Diese drei Dimensionen bilden den inhaltlichen Rahmen unserer Publikation. Der Fokus liegt dabei auf Fragen der »Regierungskommunikation«. Dieser Begriff, der 1986 erstmals in Bergsdorfs Beitrag über »Probleme der Regierungskommunikation« Verwendung fand, umschreibt sowohl die Außenkommunikation einer Regierung gegenüber Medien und Öffentlichkeit als auch die Binnenkommunikation innerhalb des Regierungsapparates mit seinen verschiedenen Institutionen und Referaten (vgl. Köhler und Schuster 2006; Kamps und Nieland 2006).
Regierungskommunikation muss demnach stets zweierlei leisten: Sie soll die Bürger informieren und über politische Sachverhalte »aufklären« - wie etwa das Bundesverfassungsgericht in mehreren Entscheidungen gefordert hat. Sie dient aber zugleich als internes Instrument der Entscheidungsrechtfertigung dem Machterhalt. Damit ist Regierungskommunikation wesentlicher Teil der Politik und steht als solche in einem ständigen Spannungsverhältnis zu den Kommunikationsaktivitäten anderer Akteure wie einzelner Politiker, der Opposition, Unternehmen, Verbände oder Repräsentanten der Zivilgesellschaft.

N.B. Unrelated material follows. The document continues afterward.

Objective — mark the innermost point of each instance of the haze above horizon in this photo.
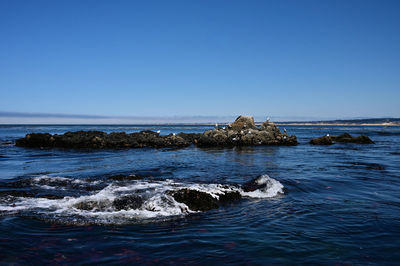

Um angesichts dieser hochkomplexen Umfeldbedingungen konsistente und kohärente Botschaften vermitteln zu können, muss strategisch angelegte Regierungskommunikation aktiv prozesssteuernd wirken. Dafür steht ihr ein reichhaltiges Arsenal an Instrumenten unmittelbarer und vermittelter Kommunikation zur Verfügung, das zunehmend durch Methoden aus der Werbung und der Unternehmenskommunikation ergänzt wird.
Der effektive Einsatz dieser »Tools« setzt allerdings auch eine wirksame institutionelle Verankerung der Kommunikationsaktivitäten voraus. Vor diesem Hintergrund analysieren Michael Mertes, Frank Brettschneider, Michaela Wiegel und Wolfgang Zank im vorliegenden Band die institutionellen Kommunikationskapazitäten inund ausländischer Regierungen. Dabei widmen sie sich in ihren Beiträgen besonders der Frage, wie sich die jeweiligen institutionellen Rahmenbedingungen der Regierungskommunikation auf die Vermittlung und Vermittelbarkeit konkreter Reformvorhaben ausgewirkt haben.
Einen eher akteurszentrierten Ansatz verfolgen Ulrich Sarcinelli und Lothar Rolke in ihren Beiträgen zur oft vernachlässigten Rolle von Partei- bzw. Abgeordnetenkommunikation. Sarcinelli verdeutlicht, dass Parteien im Rahmen von Reformprozessen zentrale politische Akteure und »Kommunikationsagenturen« in einem sind. So treten sie gleichzeitig als Initiator wie auch als Vermittler politischen Handelns in Erscheinung. Nicht selten stehen die dafür erforderlichen Kommunikationsfähigkeiten allerdings in einem Spannungsverhältnis zur traditionellen Kommunikationskultur einer Partei und ihrer Anhängerschaft. Aus Sarcinellis Sicht stellt sich deshalb die Reformierbarkeit von eingeschliffenen Mustern der Parteienkommunikation als Schlüsselgröße für die Reformfähigkeit des demokratischen Systems insgesamt dar.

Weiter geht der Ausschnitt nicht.